The notation "X after Y" means perform the same process of calculating the PCV for task Y except let task X be the top transparency.
These two matrices are the initial states of the state diagram.

3. Determining the state diagram:

The key thing to recognize is that once you know one state in the state diagram you can determine all the other states because there are no partitions within the state diagram. In single task mode your initial state is the PCV and all the rest of the states and edges in the state diagram can be determined by the following algorithm:

1.    For each state in the state list do
2.        For each column in the PCV do
3.            If the number  at column i is a 0 then an edge has just been found.
4.            Determine where this edge leads to by:
               shifting the PCV to the left by i and perform an OR operation with the original PCV.
5.            If the result of the OR operation is a state that is not in the the current state list then
               add it to the current state list.
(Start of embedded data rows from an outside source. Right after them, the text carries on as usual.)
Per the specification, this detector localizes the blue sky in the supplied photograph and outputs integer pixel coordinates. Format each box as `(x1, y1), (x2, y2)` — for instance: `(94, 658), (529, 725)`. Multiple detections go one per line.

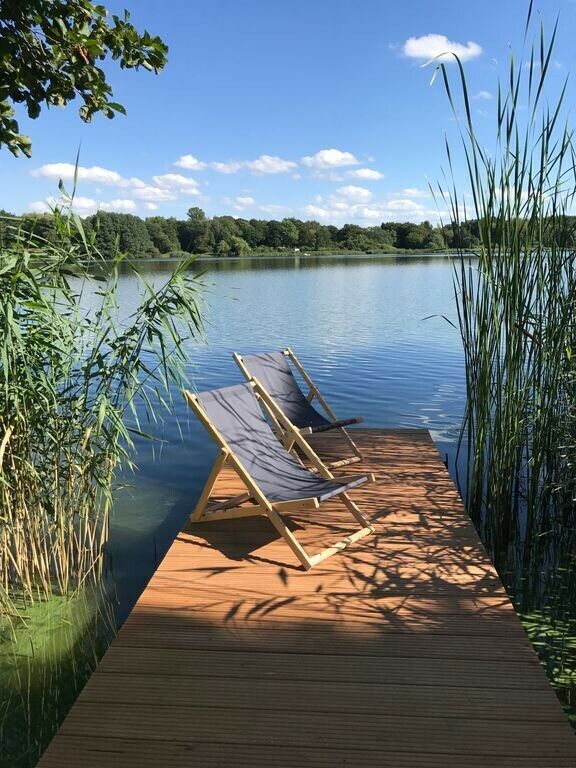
(1, 0), (574, 224)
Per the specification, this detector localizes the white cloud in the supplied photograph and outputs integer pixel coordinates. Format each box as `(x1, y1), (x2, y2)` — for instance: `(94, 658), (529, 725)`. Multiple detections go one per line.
(209, 160), (243, 174)
(346, 168), (384, 180)
(400, 187), (431, 199)
(302, 204), (331, 220)
(301, 148), (360, 169)
(473, 90), (493, 100)
(403, 34), (482, 63)
(31, 163), (125, 186)
(144, 202), (159, 211)
(29, 195), (100, 215)
(174, 153), (297, 175)
(386, 198), (429, 213)
(227, 195), (255, 210)
(243, 155), (297, 174)
(101, 199), (137, 212)
(131, 185), (176, 202)
(301, 194), (442, 225)
(28, 195), (137, 216)
(66, 196), (101, 215)
(334, 185), (373, 203)
(208, 155), (297, 175)
(28, 200), (51, 213)
(152, 173), (200, 194)
(173, 154), (207, 170)
(259, 203), (291, 215)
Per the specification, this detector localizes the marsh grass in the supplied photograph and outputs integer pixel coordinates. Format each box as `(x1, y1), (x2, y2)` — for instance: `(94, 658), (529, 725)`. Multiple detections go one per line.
(432, 1), (576, 558)
(0, 200), (204, 614)
(431, 1), (576, 718)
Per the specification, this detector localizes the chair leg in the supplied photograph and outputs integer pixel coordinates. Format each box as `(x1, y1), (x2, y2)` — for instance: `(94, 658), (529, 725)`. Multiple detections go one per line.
(306, 526), (374, 568)
(339, 426), (363, 460)
(267, 492), (374, 571)
(339, 491), (374, 530)
(190, 450), (228, 522)
(266, 507), (315, 570)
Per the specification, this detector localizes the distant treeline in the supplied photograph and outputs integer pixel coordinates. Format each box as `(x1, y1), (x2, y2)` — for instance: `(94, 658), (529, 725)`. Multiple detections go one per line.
(0, 206), (487, 258)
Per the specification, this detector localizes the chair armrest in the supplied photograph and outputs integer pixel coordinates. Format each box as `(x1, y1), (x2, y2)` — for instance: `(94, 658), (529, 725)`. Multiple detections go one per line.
(309, 416), (363, 434)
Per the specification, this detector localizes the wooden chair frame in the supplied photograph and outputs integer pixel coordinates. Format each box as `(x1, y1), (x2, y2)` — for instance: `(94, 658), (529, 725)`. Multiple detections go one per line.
(233, 347), (363, 470)
(184, 387), (375, 571)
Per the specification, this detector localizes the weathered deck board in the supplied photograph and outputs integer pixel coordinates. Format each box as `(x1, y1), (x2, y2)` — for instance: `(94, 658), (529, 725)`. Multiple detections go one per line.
(37, 429), (576, 766)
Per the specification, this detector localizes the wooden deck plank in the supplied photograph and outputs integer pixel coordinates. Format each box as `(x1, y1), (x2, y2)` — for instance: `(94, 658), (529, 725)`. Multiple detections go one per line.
(53, 704), (576, 756)
(36, 738), (576, 768)
(81, 673), (564, 721)
(36, 429), (576, 767)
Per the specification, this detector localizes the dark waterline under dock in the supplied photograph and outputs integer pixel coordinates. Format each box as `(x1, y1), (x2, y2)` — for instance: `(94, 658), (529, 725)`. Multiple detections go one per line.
(37, 429), (576, 766)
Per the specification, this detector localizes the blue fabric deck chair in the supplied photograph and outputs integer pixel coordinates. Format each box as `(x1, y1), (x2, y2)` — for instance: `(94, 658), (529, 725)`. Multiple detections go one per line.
(233, 348), (363, 471)
(183, 382), (374, 570)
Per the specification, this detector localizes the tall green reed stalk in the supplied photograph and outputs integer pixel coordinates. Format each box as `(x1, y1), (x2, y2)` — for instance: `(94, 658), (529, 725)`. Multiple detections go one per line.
(0, 198), (204, 617)
(432, 2), (576, 569)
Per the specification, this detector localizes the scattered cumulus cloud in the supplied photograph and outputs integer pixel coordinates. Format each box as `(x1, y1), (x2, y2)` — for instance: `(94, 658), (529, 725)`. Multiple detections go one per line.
(209, 160), (244, 174)
(334, 185), (373, 203)
(130, 185), (177, 202)
(152, 173), (200, 193)
(28, 200), (52, 213)
(400, 187), (431, 199)
(346, 168), (384, 180)
(301, 148), (360, 169)
(31, 163), (124, 186)
(302, 194), (441, 225)
(29, 195), (137, 216)
(173, 154), (207, 170)
(259, 203), (291, 215)
(302, 204), (332, 220)
(403, 34), (482, 63)
(28, 150), (429, 223)
(30, 162), (204, 211)
(243, 155), (297, 174)
(102, 198), (138, 212)
(226, 195), (255, 210)
(473, 90), (493, 100)
(173, 154), (297, 175)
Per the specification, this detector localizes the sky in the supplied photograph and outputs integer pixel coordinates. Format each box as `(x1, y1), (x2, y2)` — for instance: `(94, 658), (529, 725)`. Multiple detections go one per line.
(1, 0), (575, 225)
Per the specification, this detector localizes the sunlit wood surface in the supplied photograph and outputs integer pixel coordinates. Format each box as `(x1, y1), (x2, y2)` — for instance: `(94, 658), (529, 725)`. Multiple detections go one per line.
(37, 429), (576, 767)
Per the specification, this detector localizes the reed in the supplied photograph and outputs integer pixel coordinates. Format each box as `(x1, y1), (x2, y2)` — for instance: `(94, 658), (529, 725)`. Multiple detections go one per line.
(431, 3), (576, 570)
(0, 199), (204, 617)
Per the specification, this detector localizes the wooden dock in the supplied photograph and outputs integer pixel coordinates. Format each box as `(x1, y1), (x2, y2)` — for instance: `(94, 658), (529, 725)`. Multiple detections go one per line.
(38, 429), (576, 767)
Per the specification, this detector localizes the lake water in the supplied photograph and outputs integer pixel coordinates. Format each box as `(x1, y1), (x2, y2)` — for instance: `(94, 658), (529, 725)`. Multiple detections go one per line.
(109, 254), (466, 620)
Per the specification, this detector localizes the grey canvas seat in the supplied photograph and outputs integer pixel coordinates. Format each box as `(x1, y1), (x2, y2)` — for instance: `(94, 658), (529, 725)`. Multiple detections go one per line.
(184, 382), (375, 570)
(233, 348), (363, 470)
(196, 384), (368, 502)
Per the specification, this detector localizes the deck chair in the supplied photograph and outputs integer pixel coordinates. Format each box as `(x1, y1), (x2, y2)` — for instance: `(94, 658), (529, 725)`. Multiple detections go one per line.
(184, 382), (375, 570)
(233, 348), (363, 470)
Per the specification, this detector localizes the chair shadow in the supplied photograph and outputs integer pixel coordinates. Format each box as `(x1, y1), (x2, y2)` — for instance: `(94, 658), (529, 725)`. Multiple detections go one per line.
(177, 514), (306, 570)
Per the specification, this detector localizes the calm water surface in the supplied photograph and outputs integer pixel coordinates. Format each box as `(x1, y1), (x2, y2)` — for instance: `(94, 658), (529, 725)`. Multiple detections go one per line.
(109, 254), (466, 618)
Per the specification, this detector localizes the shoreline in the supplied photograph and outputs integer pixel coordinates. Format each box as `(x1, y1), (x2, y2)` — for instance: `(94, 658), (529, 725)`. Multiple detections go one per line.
(118, 249), (473, 264)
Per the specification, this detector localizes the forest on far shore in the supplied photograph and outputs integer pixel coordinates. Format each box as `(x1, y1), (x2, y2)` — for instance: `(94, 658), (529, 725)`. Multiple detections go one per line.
(0, 206), (484, 258)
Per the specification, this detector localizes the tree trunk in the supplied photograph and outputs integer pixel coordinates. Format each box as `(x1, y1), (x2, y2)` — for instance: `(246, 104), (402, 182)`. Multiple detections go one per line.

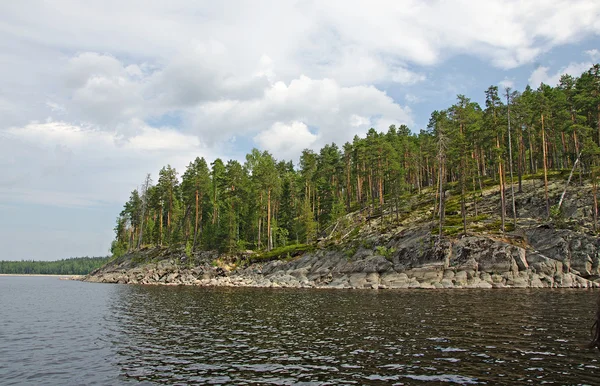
(167, 210), (171, 234)
(506, 91), (517, 228)
(518, 130), (524, 193)
(557, 151), (582, 211)
(528, 125), (535, 174)
(497, 135), (506, 233)
(346, 156), (351, 211)
(561, 131), (568, 169)
(137, 214), (144, 251)
(378, 172), (384, 207)
(368, 172), (373, 204)
(159, 203), (163, 246)
(481, 147), (487, 177)
(258, 191), (263, 249)
(593, 169), (598, 232)
(438, 163), (445, 240)
(542, 114), (550, 218)
(267, 189), (272, 251)
(128, 226), (133, 252)
(573, 130), (583, 186)
(212, 186), (217, 225)
(461, 179), (467, 234)
(377, 154), (384, 207)
(597, 104), (600, 147)
(438, 136), (445, 240)
(193, 190), (199, 250)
When application is analyzing two tasks running on the same pipeline a similar algorithm is used to calcuate the state diagram. To calculate the state diagarm, simply replace the variable PCV in the algorithm with either Matrix A or Matrix B (the two starting states) and then run the algorithm for the first and second row of both matrices. If the algorithm is ran on the top row then PCV should be replaced by Matrix A otherwise PCV should be replaced by Matrix B.

4. Determining the greedy cycle:

To determine the greedy cycle, you must calculate the state diagarm first. Once the application has determined all the states then the following algorithm is used to find the greedy cycle.

Note: In single task mode the current pattern is assumed to be "A"

1.    Start at State #1
       Add it to the list of starting states and the greedy cycle list which are initially just empty
2.    While no cycle in the graph has been found that meets the current pattern restriction do
3.         For each task in the pattern do
4.             Take the first availabe edge meets the task requirement to the next state.
5.             Add the destination state to the greedy cycle list.
6.         If the last element in the greedy cycle list is one of the starting states then
            the greedy cycle has been found. Exit the while loop
7.        Else the last element in the greedy cycle list is added to the list of starting states.